Thousands who fled their homes Monday were met with some good news about the Bluebell Fire Tuesday morning, with emergency crews saying the blaze was looking far less threatening 18 hours after it began.
The mandatory evacuation orders remained in effect for people who live north of Hemlock Lane off of Brook Forest Drive. About 140 individuals were still evacuated Tuesday morning, Jefferson County Sheriff’s spokeswoman Jacki Kelley said.
Cooler weather helped firefighters get the wildfire contained Tuesday.
The blaze began burning on private property about a half mile west of Clear Creek County, which is approximately one mile from the Arapahoe National Forest.
Firefighters first responded to a call about the fire in the 33000 block of Bluebell Circle at about 2 p.m.
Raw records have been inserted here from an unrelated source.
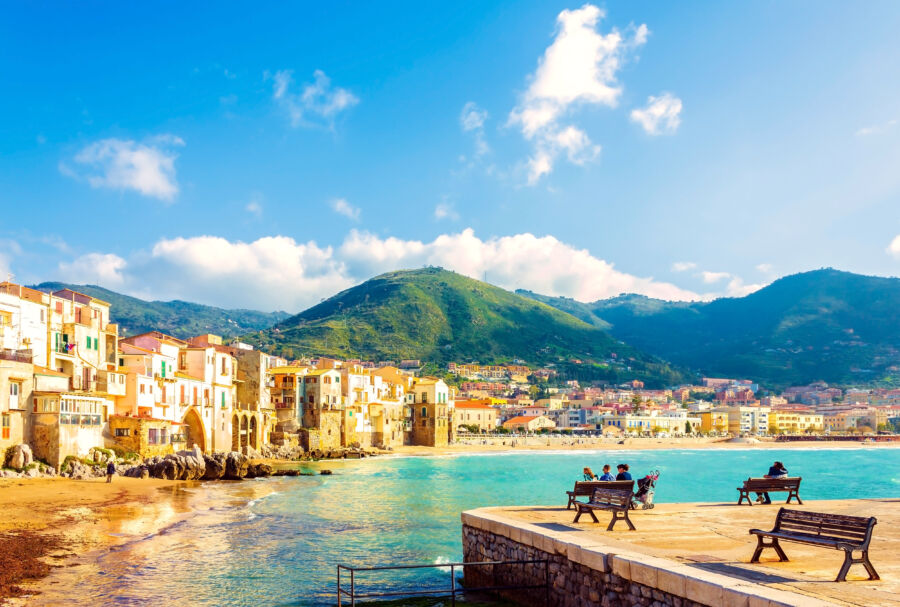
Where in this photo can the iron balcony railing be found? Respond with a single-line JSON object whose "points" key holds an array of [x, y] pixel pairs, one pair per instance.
{"points": [[454, 588]]}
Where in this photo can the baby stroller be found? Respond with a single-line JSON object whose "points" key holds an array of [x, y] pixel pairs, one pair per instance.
{"points": [[643, 497]]}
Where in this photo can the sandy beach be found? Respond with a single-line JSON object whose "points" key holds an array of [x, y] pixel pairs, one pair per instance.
{"points": [[473, 446], [47, 520]]}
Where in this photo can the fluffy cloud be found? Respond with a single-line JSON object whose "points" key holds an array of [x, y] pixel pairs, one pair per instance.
{"points": [[445, 210], [894, 247], [317, 102], [579, 68], [661, 116], [280, 273], [342, 207], [472, 119], [147, 167], [876, 129], [712, 277], [683, 266], [95, 268]]}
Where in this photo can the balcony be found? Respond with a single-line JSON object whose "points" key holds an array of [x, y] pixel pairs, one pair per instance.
{"points": [[19, 356]]}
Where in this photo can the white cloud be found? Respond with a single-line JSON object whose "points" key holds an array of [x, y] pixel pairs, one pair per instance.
{"points": [[105, 269], [894, 247], [683, 266], [445, 210], [472, 119], [737, 288], [711, 277], [542, 264], [342, 207], [280, 273], [579, 68], [318, 100], [661, 116], [148, 167], [876, 129]]}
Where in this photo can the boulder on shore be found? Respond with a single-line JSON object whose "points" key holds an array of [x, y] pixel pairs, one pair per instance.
{"points": [[19, 456]]}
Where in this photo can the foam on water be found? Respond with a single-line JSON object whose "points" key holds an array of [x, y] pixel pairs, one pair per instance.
{"points": [[278, 541]]}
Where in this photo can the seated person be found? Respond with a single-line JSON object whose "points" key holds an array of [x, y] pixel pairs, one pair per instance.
{"points": [[776, 470]]}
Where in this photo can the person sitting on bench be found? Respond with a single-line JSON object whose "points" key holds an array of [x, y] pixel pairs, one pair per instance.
{"points": [[777, 470], [624, 474]]}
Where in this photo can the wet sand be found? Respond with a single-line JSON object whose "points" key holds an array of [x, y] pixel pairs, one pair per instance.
{"points": [[46, 521], [474, 446]]}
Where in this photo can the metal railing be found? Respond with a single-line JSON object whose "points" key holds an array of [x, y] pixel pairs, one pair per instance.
{"points": [[453, 590]]}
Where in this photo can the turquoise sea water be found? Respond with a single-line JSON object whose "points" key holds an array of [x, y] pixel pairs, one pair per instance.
{"points": [[277, 541]]}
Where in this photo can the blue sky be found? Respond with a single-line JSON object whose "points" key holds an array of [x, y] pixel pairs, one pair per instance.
{"points": [[271, 158]]}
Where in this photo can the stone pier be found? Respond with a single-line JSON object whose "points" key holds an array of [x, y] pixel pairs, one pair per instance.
{"points": [[681, 555]]}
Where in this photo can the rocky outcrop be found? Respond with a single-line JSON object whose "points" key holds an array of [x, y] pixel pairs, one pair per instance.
{"points": [[235, 465], [18, 457]]}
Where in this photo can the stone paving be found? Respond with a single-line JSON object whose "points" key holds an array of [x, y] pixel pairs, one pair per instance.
{"points": [[714, 538]]}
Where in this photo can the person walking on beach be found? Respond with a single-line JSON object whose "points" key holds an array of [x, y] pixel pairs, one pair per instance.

Monday They immediately began structure protection.
Residents in and around Evergreen were advised that smoke would still be visible in the area as crews continued to battle the active fire within containment lines. Dry conditions in the region are doing firefighters no favors, Kelley said.
“There are big trees in their area and they are incredibly dry,” Kelley said. “They’re burning easily.”
Immediate evacuation emergency notifications went to 9,900 registered telephone numbers as the dry area went up in flames Monday. The evacuation order covered an area with a four-mile wide radius with boundaries of Hwy 285 on the south, Buffalo Park Rd. on the north, Hwy 73 on the east and the Jefferson County line on the west.
An evacuation center was established at Conifer High School in Aspen Park, but Kelley said no one used it overnight.
The evacuation order covered a wide area because officials wanted everyone who could have been affected by a fast-moving wildfire in a populated area to be able to get to safety.
The Lower North Fork Fire in March 2012 killed three people and forced hundreds of people to evacuate while flames and dense smoke surrounded them. Officials did not want a repeat of that situation.
A helicopter made water drops and a single engine air tanker also helped fight the fire. Firefighters from numerous locals agencies aided in the effort. No structures had been lost.